After expressing belated mutual sympathies, I casually asked if the chair had ever found its way back to the village. She was perplexed. “What chair?” she asked. I flashed that Kura may have written down his plan without ever having had time to implement it before he died… though if that were true, wouldn’t Justine have read about it in the diaries? She had all of the volumes at hand too because I insisted she make copies before sending (I was afraid the originals might be lost in the mail en route. I was always paranoid about that sort of thing). Maybe she wasn’t the kind of gal to read her deceased boss’s true confessions, but feminine instincts told me otherwise. Another possibility was that she had read them but was playing dumb because she thought I’d judge her as a snoop.

So I gave her a leg up by tactfully mentioning the very last page of the journal, in which her employer expressed an urgent desire to have a certain courier return a certain chair to a certain province wherein lay nestled a certain village, and so forth. Her voice quavered; she admitted to being so busy with legalities in the wake of his passing that she hadn’t been able to “properly” read the facsimile, at least “not all the way through.” I suppose I’d embarrassed her (not my intent), as there were only two options ultimately to be taken — at least committed to — i.e., to read the damned thing or not. But I’d caught her off-guard and now she risked looking like she didn’t really give a shit about his posthumous memoirs. The more I downplayed my question, the more lugubrious she became. It got worse by the moment — I could hear her barely suppressed panic at having maybe taken a giant dump on her loved one’s final request. Now I was committed, and walked her through. “Did there happen to be a wooden chair near Kura’s desk when they found him?” Again, she was stymied. (The when-they-found-him actually provoked a cough.) I bullet-pointed that he wrote in his diary that a chair had been removed or at least a chair had been intended to be removed from the office closet, and so on and so forth. After a long pause, Justine said “Ah, oui!” a bit too stagily but unmistakably thrilled to be in the affirmative mode. There was a chair, she said, a very odd little chair… Was anything taped to it? No, she said tentatively, “nothing to my knowledge. ” The footfalls of panic returned. Well, I said, maybe it might be good to have a look? Long pause. She said the closet had been “cleaned out” and I knew she regretted the words as soon as they came from her mouth. One of Kura’s pet peeves was giving too much information, a lesson she must have learned well but had forgotten in the heat of the moment. She said she’d look into it “thoroughly” as soon as we hung up.

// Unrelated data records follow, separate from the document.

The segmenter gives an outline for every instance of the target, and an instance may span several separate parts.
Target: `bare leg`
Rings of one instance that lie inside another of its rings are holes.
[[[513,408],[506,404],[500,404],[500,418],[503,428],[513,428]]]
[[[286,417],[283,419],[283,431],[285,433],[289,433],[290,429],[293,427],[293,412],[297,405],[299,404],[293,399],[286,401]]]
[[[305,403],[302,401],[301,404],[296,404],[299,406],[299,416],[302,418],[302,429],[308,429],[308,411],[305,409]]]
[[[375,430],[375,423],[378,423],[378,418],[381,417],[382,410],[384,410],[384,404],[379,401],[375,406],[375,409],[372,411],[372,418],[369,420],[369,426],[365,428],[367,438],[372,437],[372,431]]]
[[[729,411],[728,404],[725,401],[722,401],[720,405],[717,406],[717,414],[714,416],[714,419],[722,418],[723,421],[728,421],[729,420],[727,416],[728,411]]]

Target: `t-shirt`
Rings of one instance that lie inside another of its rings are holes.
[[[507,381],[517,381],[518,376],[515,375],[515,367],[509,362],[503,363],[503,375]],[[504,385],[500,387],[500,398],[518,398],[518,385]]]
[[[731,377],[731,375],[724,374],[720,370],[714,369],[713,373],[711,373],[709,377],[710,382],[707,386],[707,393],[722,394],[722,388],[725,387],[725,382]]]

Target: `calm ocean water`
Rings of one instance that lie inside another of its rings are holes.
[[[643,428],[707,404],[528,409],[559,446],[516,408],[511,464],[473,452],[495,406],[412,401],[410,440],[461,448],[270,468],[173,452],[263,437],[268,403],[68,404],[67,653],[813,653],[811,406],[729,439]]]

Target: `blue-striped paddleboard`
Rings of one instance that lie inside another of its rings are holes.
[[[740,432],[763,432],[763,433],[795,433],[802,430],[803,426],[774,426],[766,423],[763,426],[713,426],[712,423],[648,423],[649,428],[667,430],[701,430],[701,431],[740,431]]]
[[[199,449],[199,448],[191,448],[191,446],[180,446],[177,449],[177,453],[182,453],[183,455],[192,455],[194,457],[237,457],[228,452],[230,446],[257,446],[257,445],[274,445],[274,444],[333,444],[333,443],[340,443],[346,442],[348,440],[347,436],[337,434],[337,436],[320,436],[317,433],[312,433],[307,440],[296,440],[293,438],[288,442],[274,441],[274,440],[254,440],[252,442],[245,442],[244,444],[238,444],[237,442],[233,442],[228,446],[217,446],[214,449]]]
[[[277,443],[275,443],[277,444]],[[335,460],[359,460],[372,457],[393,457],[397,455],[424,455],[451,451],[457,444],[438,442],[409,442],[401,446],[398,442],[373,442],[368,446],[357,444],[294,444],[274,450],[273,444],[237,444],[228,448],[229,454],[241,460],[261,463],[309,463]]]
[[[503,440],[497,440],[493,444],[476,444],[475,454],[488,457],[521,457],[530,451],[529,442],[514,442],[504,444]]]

Justine called back three days later, sounding truly distraught. She feared the chair was aboard a ship, on its way to America! She added to my confusion by saying, “It was in the closet… and that fact alone should have made it exempt. It should never have been touched. O, it’s my fault, Cassiopeia, all my fault!” When I asked what the hell she was talking about, I got pitched into a primer on Kura’s recycled goods empire, one of whose entities shipped donated clothes and furniture to needy countries that paid by the pound. (Yawn.) Apparently, back when it was politically unpopular, Kura had a brainstorm that the U.S. would eventually be a bigger importer than exporter. As usual, he was ahead of the curve; by the time his theory bore out he had already laid the groundwork. He’d cultivated high-level relationships in Washington for years, delivering full containers to the States at no cost (to his great tax advantage)… which was more than I cared to know. But what could I do? Justine was like the proverbial dog on the pant leg. She ended the conversation by swearing that she would not rest until she learned the exact whereabouts of that freakin’, fucking chair.